Während andere Favoriten aus dem Playbook, wie zum Beispiel "Dortmund", "Halle", oder "Lanza" (Lanzarote) deutlich komplexere Abläufe und das Mitwirken aller Spieler erfordern, ist "Polen" recht einfach gehalten. Auch deshalb verweist Brand in kritischen Situationen derart häufig darauf.

"Wenn man eine Auszeit nimmt, hat man ja in der Regel gemerkt, dass es irgendwo hakt. Da kann man dann keine komplizierten Sachen ansprechen - bei zu viel Information kommt wenig an. Einfache Ansagen müssen her. Und im Falle von Polen brauchst du einen einzigen Pass, wenn es richtig gemacht wird. Ein ganz simples Ding", sagt Baur.

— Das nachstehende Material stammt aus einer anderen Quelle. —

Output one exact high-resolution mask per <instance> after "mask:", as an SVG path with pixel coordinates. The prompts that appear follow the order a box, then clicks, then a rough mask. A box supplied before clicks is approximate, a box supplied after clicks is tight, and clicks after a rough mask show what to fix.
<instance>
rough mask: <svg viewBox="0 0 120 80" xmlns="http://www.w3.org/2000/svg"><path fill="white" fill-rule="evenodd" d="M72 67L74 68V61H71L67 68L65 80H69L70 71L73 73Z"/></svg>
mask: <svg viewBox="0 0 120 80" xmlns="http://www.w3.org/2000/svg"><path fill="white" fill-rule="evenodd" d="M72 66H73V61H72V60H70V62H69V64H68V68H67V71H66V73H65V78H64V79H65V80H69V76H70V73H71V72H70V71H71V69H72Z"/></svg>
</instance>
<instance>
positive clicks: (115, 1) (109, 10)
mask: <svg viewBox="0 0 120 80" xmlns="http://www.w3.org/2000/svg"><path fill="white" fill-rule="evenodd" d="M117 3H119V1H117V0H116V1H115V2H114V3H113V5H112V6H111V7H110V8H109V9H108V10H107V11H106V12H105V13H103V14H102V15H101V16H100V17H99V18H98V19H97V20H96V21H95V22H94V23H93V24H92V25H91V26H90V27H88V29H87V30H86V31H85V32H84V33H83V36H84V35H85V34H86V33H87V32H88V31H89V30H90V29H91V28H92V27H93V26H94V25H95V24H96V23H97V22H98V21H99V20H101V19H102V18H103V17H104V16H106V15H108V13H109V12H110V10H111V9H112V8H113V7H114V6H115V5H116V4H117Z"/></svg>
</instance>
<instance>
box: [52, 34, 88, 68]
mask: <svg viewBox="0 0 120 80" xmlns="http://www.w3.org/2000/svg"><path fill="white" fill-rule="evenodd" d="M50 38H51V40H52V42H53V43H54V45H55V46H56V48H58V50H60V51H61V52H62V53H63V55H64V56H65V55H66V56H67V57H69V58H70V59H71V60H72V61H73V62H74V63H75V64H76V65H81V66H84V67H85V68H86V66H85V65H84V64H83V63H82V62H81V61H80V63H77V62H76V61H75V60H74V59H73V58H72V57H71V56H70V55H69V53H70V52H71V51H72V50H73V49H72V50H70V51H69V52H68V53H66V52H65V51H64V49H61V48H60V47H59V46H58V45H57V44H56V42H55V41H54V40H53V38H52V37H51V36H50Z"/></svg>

Wohingegen in früheren Zeiten oftmals auch Spieler, in erster Linie Baur, in Auszeiten das Wort ergriffen, spricht nun nur noch der Bundestrainer. Ein Zeugnis mangelnder Führungsspieler?

Mimi Kraus steht unter Druck

"Ich denke, dass es zeigt, dass Heiner Brand gemerkt hat, dass die Jungs noch nicht so weit sind, um selbst die richtigen Lösungen zu finden. Das hat natürlich viel mit Erfahrung zu tun. Zu Zeiten meiner Generation mit Daniel Stephan, Christian Schwarzer und Volker Zerbe war die Lage eine andere. Im Moment muss sich der Bundestrainer wieder mehr in die Verantwortung nehmen und die Dinge mehr steuern", meint Baur.

Klar ist, dass es die Aufgabe des Mittelmanns ist, das Team zu lenken. Michael Kraus ist in Sachen "Leader-Qualitäten" sicher viel weiter, als er es vor ein paar Jahren noch war. Wie weit der deutsche Kapitän aber wirklich ist, wird die EM in Österreich zeigen.

Wurde früher viel mehr im Kollektiv gearbeitet, steht heute die individuelle Stärke im Vordergrund. Ein Spielzug mit zehn oder noch mehr Pässen kommt im heutigen Handball praktisch nicht mehr zustande, weil viele Spieler die Power haben, schon nach dem zweiten Pass das Tor zu machen.

Spieler wie Mimi Kraus. Niemand im deutschen Team verkörpert individuelle Stärke mehr als er. Wenn Kraus mit seiner Explosivität und Dynamik auf eine Abwehr zugeht, ist er im Normalfall nicht zu halten.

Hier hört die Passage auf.